PCG Financial Policy
Thank you for choosing PCG as your health care provider. We are committed to the success of your treatment. The following are statements of our Policies which we require you read and sign prior to any treatment. All patients must complete our Patient Information, Health Information, Policy and Coverage forms before seeing the chiropractic physician.
FULL PAYMENT IS DUE AT TIME OF SERVICE UNLESS CARE IS PURCHASED UNDER A QUALIFIED PRE-PAYMENT DISCOUNT PROGRAM. WE ACCEPT CASH, CHECKS, CREDIT AND DEBIT CARDS. WE OFFER AN EXTENDED PAYMENT PLAN WHERE NECESSARY AND WHERE THIS FINANCIAL AGREEMENT IS SIGNED.
Non-covered services
Your care constitutes services that are appropriate for your condition, but which are not covered under any health benefit plan and include services that may be considered experimental/investigational, injury prevention, palliative, wellness, maintenance, supportive care and/or general exercise. You have the right to deny receipt of these services.

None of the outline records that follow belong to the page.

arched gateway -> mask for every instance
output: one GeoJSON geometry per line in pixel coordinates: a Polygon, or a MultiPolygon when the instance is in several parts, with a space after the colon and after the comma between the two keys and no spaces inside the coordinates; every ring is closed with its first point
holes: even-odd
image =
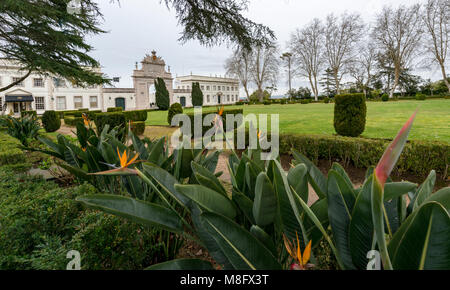
{"type": "Polygon", "coordinates": [[[162,78],[169,91],[170,103],[173,102],[173,78],[170,70],[166,71],[166,63],[161,57],[156,56],[156,51],[152,55],[146,55],[141,61],[142,68],[133,71],[133,83],[136,90],[136,108],[147,109],[156,107],[155,95],[152,94],[151,87],[157,78],[162,78]]]}

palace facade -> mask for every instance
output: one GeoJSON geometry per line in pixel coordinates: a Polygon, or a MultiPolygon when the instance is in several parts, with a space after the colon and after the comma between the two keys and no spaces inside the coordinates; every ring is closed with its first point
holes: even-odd
{"type": "MultiPolygon", "coordinates": [[[[100,69],[96,70],[101,73],[100,69]]],[[[0,59],[0,87],[15,82],[24,75],[20,64],[0,59]]],[[[154,81],[164,79],[169,91],[170,103],[191,107],[193,82],[199,82],[203,91],[203,105],[233,104],[239,100],[239,81],[232,78],[207,76],[182,76],[174,79],[170,68],[153,51],[141,61],[141,68],[133,71],[133,88],[107,88],[72,85],[71,82],[47,75],[32,73],[24,81],[6,91],[0,92],[1,114],[19,115],[21,111],[36,110],[89,110],[106,111],[110,107],[124,110],[157,108],[154,81]]]]}

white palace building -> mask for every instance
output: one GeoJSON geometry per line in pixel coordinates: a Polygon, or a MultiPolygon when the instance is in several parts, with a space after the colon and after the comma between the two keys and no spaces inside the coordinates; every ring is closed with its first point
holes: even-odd
{"type": "MultiPolygon", "coordinates": [[[[0,59],[0,88],[20,79],[24,72],[18,63],[0,59]]],[[[101,73],[98,69],[98,73],[101,73]]],[[[106,88],[104,86],[77,87],[71,82],[52,76],[31,74],[18,85],[0,92],[1,114],[19,115],[21,111],[89,110],[106,111],[110,107],[125,110],[157,108],[154,81],[164,79],[170,103],[192,106],[192,83],[198,82],[203,91],[203,105],[234,104],[239,100],[239,81],[233,78],[189,75],[175,80],[166,70],[166,64],[153,51],[141,61],[141,69],[133,71],[133,88],[106,88]]]]}

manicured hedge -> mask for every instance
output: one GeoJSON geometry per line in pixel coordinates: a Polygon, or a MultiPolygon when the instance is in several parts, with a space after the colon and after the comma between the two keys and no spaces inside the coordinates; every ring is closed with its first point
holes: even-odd
{"type": "MultiPolygon", "coordinates": [[[[222,120],[223,120],[223,127],[225,132],[227,131],[227,115],[237,115],[237,114],[243,114],[244,110],[243,109],[229,109],[229,110],[224,110],[223,114],[222,114],[222,120]]],[[[203,110],[202,112],[202,124],[203,124],[203,119],[206,115],[209,114],[214,114],[217,113],[217,110],[215,111],[211,111],[211,110],[203,110]]],[[[192,136],[194,136],[194,113],[191,114],[187,114],[187,116],[190,118],[191,120],[191,132],[192,132],[192,136]]],[[[239,127],[240,124],[235,125],[235,128],[239,127]]],[[[209,125],[209,126],[202,126],[202,135],[204,135],[209,129],[211,129],[213,127],[213,125],[209,125]]]]}
{"type": "Polygon", "coordinates": [[[145,122],[143,121],[138,121],[138,122],[132,122],[131,123],[131,131],[135,134],[135,135],[142,135],[145,132],[145,122]]]}
{"type": "Polygon", "coordinates": [[[147,110],[124,111],[123,114],[127,121],[145,122],[147,121],[147,110]]]}
{"type": "MultiPolygon", "coordinates": [[[[280,135],[280,153],[295,148],[309,159],[338,161],[359,168],[376,166],[391,141],[327,135],[280,135]]],[[[434,169],[447,178],[450,167],[450,144],[437,141],[410,141],[396,165],[399,173],[426,177],[434,169]]]]}
{"type": "Polygon", "coordinates": [[[45,111],[42,115],[42,126],[46,132],[55,132],[61,127],[61,119],[55,111],[45,111]]]}
{"type": "Polygon", "coordinates": [[[108,124],[109,128],[112,129],[117,126],[125,128],[126,123],[127,121],[125,115],[122,112],[101,113],[97,114],[95,118],[95,126],[97,126],[98,132],[103,131],[106,124],[108,124]]]}
{"type": "Polygon", "coordinates": [[[33,116],[33,117],[37,118],[37,113],[36,113],[36,111],[21,111],[20,116],[22,118],[25,116],[33,116]]]}
{"type": "Polygon", "coordinates": [[[21,145],[16,138],[0,132],[0,166],[25,162],[25,154],[18,148],[21,145]]]}
{"type": "Polygon", "coordinates": [[[334,129],[341,136],[357,137],[366,127],[364,94],[343,94],[334,97],[334,129]]]}

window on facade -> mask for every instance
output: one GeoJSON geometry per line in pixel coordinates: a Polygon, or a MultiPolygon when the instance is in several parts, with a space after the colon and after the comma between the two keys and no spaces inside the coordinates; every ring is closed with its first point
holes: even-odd
{"type": "Polygon", "coordinates": [[[66,109],[66,97],[56,97],[56,109],[57,110],[66,109]]]}
{"type": "MultiPolygon", "coordinates": [[[[13,78],[13,83],[15,83],[15,82],[17,82],[17,81],[19,81],[19,80],[20,80],[20,78],[14,77],[14,78],[13,78]]],[[[18,83],[18,84],[16,84],[16,86],[17,86],[17,87],[23,87],[23,86],[24,86],[24,85],[23,85],[23,81],[20,82],[20,83],[18,83]]]]}
{"type": "Polygon", "coordinates": [[[75,109],[83,108],[83,97],[75,96],[73,97],[73,106],[75,109]]]}
{"type": "Polygon", "coordinates": [[[33,79],[33,86],[43,88],[44,87],[44,80],[42,78],[34,78],[33,79]]]}
{"type": "Polygon", "coordinates": [[[91,108],[97,108],[98,107],[97,96],[90,96],[89,97],[89,106],[91,108]]]}
{"type": "Polygon", "coordinates": [[[34,104],[36,105],[36,110],[45,110],[45,98],[35,97],[34,104]]]}

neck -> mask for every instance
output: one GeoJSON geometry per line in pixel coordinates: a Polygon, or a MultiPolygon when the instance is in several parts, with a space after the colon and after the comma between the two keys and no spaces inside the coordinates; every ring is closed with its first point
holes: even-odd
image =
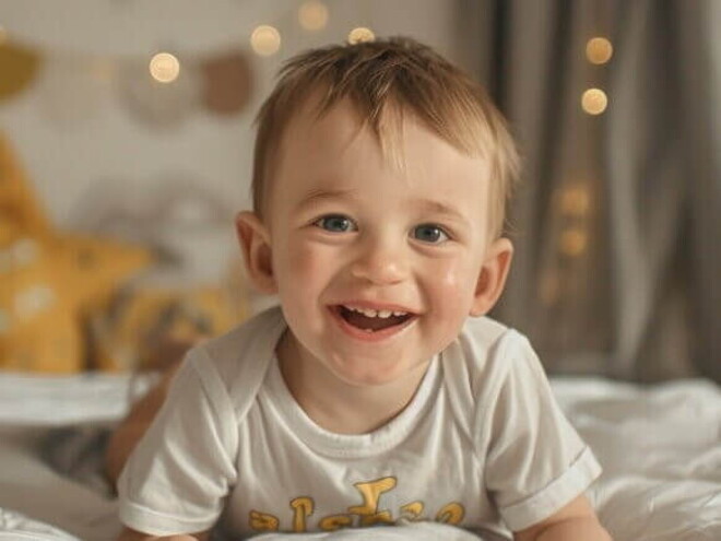
{"type": "Polygon", "coordinates": [[[286,332],[276,349],[285,385],[317,425],[336,434],[367,434],[390,422],[411,402],[428,367],[423,364],[388,384],[357,386],[321,363],[304,362],[298,350],[286,332]]]}

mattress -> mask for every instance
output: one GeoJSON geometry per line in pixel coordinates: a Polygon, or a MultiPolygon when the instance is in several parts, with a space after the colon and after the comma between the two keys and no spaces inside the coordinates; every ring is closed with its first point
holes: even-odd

If you elect to receive recommended non-covered services, you will be fully responsible for payment of those services and agree that these services will not be reported to any insurance carrier. Even where PCG is a participating provider with an insurance plan, it is not obligated to report non-covered services on your behalf. This includes Medicare/Medicaid and other federal healthcare programs. To the extent that you have insurance benefits, you have the ultimate responsibility for knowing and understanding the coverage limitations of your insurance benefit contract. You are responsible to verify your coverage limitations based on your benefit contract. Fees charged for non-covered services will be determined by agreement between PCG and the patient. Non-covered services may qualify for reimbursement under a Health Savings Account as a medical expense. Where necessary, a receipt can be supplied for documentation of these services. You are responsible for submission of any claim for reimbursement from your Health Savings Account.
Sliding scale discounts due to financial hardship
If financial hardship is demonstrated, we can allow a sliding scale discount based upon your gross household income and number of family members as compared to federal poverty guidelines to accommodate financial limitations in order to provide quality care. Services provided will be considered non-covered and therefore not reimbursable or reported to your insurance carrier.
Adult patients
Adult patients are responsible for full payment at time of service unless we are accepting assignment of your insurance benefits for covered services under a compensable auto or workers compensation claim. We will attempt to identify what these amounts are likely to be where possible.
Minor patients
The adult accompanying a minor and the parents (or guardians of the minor) are responsible for full payment unless we are accepting assignment of your insurance benefits for covered services under a compensable auto or workers compensation claim. For unaccompanied minors, non-emergency treatment will be denied unless payment has been pre-authorized by the parent or guardian of the minor patient to an approved credit plan, Visa/MasterCard, or payment by cash or check at time of service has been verified in advance of treatment.
Permission is hereby given by the undersigned to the physicians of PCG and whomever they designate to treat the minor patient and to bill for the services provided according to the credit instructions provided. I certify by my signature below that I am the minor patient’s parent or legal guardian who is legally authorized to make treatment decisions on the minor patient’s behalf.
Missed appointments
Please help us serve you better by keeping scheduled appointments. A fee of $25.00 or the anticipated appointment fee, whichever is less, may be charged for missed appointments or canceled appointments where the appointment is cancelled with less than 24 hours advance notice.